You too Grandma? What is this? She rolled her eyes at the note. She read it again: Fall reigns supreme. Don’t let the season pass you by without tasting these… because you’re worth it. xo, Grandma.
She felt ashamed; she sat down and broke down in tears. I had no idea there’d be a letter inside. All those other times, when I just threw the boxes out… there were letters. What a wretched person I am.
The sobbing reached Pei Fang’s ears who approached, whimpered then returned to her spot on the bed next to Wilhelmina.
With fresh tears rolling down her cheeks, Isabella looked at the vegetables. She unpacked and sniffed. “Smells sun kissed,” she smiled. She nodded and lined them on her countertop. “Wow, that’s a whole lotta love for one fall season,” she grimaced, amused.

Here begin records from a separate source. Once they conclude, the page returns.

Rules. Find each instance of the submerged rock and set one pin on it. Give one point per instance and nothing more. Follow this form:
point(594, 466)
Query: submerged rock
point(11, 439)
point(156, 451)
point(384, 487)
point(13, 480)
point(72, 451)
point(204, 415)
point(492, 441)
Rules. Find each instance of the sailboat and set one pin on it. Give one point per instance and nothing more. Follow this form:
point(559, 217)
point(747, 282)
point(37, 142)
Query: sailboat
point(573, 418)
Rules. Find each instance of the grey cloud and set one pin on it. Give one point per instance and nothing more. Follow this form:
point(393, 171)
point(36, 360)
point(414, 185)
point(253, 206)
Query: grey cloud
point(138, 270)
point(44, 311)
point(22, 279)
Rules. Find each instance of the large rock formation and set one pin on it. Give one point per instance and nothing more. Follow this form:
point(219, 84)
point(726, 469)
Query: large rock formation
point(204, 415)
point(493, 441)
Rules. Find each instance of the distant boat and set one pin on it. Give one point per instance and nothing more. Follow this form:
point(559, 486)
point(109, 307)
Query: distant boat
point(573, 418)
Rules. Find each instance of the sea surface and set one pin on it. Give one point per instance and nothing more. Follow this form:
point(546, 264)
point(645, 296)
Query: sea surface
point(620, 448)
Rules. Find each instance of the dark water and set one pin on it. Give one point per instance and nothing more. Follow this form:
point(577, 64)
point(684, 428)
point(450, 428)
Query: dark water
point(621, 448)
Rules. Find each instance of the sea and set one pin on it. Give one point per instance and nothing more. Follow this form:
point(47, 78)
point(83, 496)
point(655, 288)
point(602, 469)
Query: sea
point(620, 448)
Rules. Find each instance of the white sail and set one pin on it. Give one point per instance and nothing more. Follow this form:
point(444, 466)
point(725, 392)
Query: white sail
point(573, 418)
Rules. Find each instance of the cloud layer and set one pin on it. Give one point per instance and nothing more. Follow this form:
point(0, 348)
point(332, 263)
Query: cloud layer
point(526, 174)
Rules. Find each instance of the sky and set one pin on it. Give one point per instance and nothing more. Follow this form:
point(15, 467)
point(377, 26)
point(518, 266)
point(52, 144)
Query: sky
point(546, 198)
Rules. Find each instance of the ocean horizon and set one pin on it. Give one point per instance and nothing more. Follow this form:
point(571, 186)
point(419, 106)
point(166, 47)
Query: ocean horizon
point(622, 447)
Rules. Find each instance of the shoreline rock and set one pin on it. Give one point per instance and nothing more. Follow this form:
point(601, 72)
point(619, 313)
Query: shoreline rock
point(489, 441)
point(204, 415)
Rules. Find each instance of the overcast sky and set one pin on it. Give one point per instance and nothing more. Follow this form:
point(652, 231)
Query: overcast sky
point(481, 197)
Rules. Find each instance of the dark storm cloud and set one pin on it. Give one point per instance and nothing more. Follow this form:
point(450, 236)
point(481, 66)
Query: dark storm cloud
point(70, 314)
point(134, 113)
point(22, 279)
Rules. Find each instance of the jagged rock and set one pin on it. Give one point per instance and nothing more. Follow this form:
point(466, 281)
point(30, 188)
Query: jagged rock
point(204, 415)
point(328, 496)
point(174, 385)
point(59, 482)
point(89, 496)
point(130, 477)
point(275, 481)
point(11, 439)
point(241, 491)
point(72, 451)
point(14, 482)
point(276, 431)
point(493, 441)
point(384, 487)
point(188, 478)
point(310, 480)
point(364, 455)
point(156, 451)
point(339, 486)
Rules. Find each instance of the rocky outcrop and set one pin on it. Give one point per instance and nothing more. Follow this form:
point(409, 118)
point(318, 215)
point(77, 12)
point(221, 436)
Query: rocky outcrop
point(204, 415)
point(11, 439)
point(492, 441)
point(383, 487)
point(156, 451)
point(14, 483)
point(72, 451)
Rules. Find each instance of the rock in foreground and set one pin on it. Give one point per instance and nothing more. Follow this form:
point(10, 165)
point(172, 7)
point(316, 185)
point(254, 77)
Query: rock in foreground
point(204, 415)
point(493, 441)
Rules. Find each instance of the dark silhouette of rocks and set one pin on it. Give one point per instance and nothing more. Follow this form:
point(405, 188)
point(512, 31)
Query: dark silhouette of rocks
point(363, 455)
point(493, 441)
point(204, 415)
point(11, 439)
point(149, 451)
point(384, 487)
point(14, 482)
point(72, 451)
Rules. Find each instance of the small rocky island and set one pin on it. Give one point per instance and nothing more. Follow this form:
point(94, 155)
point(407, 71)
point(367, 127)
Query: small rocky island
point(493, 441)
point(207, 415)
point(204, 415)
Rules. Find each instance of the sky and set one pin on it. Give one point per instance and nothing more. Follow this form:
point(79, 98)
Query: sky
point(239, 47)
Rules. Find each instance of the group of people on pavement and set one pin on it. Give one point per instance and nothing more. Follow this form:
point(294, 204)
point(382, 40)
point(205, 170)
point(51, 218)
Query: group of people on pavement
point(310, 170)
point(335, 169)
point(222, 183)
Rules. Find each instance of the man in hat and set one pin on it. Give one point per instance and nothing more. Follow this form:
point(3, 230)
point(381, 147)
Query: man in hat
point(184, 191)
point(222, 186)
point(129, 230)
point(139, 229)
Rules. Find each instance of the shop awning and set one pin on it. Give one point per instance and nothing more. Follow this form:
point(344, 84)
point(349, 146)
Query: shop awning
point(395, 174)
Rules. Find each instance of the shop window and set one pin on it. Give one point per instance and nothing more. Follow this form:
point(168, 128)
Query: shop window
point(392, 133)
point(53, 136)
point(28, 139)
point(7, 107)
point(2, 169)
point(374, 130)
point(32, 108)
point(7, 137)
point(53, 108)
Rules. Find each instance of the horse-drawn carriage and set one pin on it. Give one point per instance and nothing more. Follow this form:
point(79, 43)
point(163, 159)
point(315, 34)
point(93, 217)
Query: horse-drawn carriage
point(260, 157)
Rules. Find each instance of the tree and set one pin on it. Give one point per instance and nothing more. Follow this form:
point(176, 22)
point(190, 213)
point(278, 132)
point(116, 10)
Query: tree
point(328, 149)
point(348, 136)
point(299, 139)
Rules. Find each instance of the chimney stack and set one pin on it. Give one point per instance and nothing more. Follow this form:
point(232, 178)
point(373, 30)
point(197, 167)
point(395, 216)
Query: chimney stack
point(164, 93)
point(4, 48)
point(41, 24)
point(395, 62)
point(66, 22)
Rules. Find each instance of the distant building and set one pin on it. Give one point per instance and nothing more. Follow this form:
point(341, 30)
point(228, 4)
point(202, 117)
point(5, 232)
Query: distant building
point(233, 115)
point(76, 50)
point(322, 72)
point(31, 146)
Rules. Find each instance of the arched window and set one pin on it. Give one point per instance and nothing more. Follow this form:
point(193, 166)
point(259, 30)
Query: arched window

I’m not in high school anymore. Samantha and the others are not here to shove their ‘thin is in’ bullshit down my throat. So why am I still fasting and behaving as if I didn’t know better?
She walked over to the bathroom, unplugged the stopper, brushed her teeth and before blowing out the candle she let the robe fall from her body. She peered long at her reflection in the mirror and nodded at the girl-next-door look reflected; because I’m worth it, she mouthed to her. She blew out her candle and walked naked to her bedroom. Her pets stirred as she got under the covers. Pinching a pillow between her legs she curled onto her side. Pei Fang moved and wiggled her back until it came close to Isabella’s. Wilhelmina nestled close.
“G’night guys,” Isabella cooed.
After I call grandma tomorrow, I’ll cook some veggies… maybe the shiitake and the leeks. The rest I’ll take to work and ask Jean Claude to teach me how to cook them… I’ll try to find out for myself why everyone thinks that fall reigns supreme. She turned off the lamp and closed her eyes.
But her inner eye stayed open for a minute longer; it saw Isabella in an apron cooking away in the kitchen that needed breaking in.
“Awww.” She murmured softly. Then the inner lights went off.
Outside the moon grinned. It watched the leaves dance to the music of the wind, and noticing a gap in Isabella’s curtain, a moonbeam snuck in and watched her sleep.